Currently, as an effort to understand water consumption and reduce the risk of failure in our “blind date” different methodologies to model water demand in households have been established. I constructed a model using a system dynamics approach by incorporating social, physical and technical systems. The “water consumption system” was constructed to understand the relationships among variables, showing that metering, occupancy, leakage, household type, consumer behaviour, water awareness, water cost and technology are key variables to understand the behaviour of water consumption in a household. Therefore, proposing strategies for reducing water consumption should focus on the variable or group of variables that will create the most favourable outcome.

For sure there is not an exact recipe for success in love, and there is not an exact strategy or policy that will create a perfect love story with water, but certainly we can take informed decisions based on research and understanding of the complex relationships.
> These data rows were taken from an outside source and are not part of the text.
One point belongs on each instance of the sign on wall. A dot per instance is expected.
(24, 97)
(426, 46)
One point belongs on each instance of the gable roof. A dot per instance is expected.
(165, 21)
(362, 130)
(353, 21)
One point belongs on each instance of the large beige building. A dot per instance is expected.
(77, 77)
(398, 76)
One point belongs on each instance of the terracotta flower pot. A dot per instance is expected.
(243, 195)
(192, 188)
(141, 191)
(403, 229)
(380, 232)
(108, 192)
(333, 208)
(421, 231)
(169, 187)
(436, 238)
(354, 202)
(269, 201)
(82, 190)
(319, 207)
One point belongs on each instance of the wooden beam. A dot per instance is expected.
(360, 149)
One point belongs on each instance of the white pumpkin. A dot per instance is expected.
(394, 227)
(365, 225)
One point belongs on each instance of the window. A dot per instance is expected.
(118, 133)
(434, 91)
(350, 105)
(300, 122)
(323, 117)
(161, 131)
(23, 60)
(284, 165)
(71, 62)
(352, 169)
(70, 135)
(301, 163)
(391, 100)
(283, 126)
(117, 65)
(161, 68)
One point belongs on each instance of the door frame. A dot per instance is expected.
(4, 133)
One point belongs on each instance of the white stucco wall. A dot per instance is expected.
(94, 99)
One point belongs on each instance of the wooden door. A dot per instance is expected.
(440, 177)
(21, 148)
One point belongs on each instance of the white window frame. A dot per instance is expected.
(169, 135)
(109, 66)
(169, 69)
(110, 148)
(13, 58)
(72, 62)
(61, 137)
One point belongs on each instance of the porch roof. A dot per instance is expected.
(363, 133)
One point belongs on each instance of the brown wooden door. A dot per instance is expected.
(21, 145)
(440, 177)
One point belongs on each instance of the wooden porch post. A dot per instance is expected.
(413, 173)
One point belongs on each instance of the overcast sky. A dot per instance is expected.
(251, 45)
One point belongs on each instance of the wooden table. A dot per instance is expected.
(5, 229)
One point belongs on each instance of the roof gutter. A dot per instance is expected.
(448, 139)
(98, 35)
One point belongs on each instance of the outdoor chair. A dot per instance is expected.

Findings from my research showed that the most important thing is to understand: the bigger picture.

The bigger picture: A chain of events

We have heard about love at first sight. But is it really love at first sight? Or is a chain of events that make us love someone? Love is complex, and it will depend on the mood we have at the moment we meet someone, if we had a good sleep, our beliefs toward the adequate life partner, among other things. Similarly, happens with water: Do we simply start caring about water and have an efficient water consumption? Not really. So how do we influence this chain of events? System dynamics can help us understand the bigger picture.  The results from my research showed that implementing policies or strategies independently will not reduce water consumption as much as when we implement integrated policies. Now, we could think that probably by implementing combined strategies we can reach the level of water consumption that we want and have this love at first sight with water. Promoting policies such as water meter for all, awareness and installation of efficient appliances reduced water consumption, but this reduction did not reach the expected levels. The explanation can be compared again with love and relationships.

At the beginning everything is new in a relationship so the attractiveness for someone increases over time, though, it reaches a point where it stabilises. It touches a cap. A comfort zone, where attractiveness turns into love if we have reached sufficient attractiveness. Regarding water, the model showed that metering, awareness and efficient appliances can reduce water consumption over time. However, water consumption during the years stabilises with no further reduction and does not accomplish the target stated by the UK government. This effect is caused by balancing relationships among variables, where the uptake of efficient appliances depends on awareness and cost-benefit relations. The more awareness and economic benefit in the installation of efficient appliances the more the water reduction. But at the same time when water consumption reduces, the cost-benefit relation of installing efficient appliances becomes less attractive, or we do not change our consumer behaviour because we perceive that we are water efficient. We reach our comfort zone. And if we do not find love in this zone the system does not reach its objective. Therefore, other incentives or practices should be implemented to steer this attractiveness towards water reduction into the love story that we want. The research showed that we can disrupt this comfort zone by increasing occupancy in households. If we increase occupancy by an average of three occupants per household, then a decrease of 10 percent was observed in water consumption. Increasing occupancy is difficult, so this research suggested trying to imitate high occupancy by the creation of common areas of water usage e.g. washing and drying rooms, which leads to a reduction of 8 percent in water consumption by implementing a combined policy.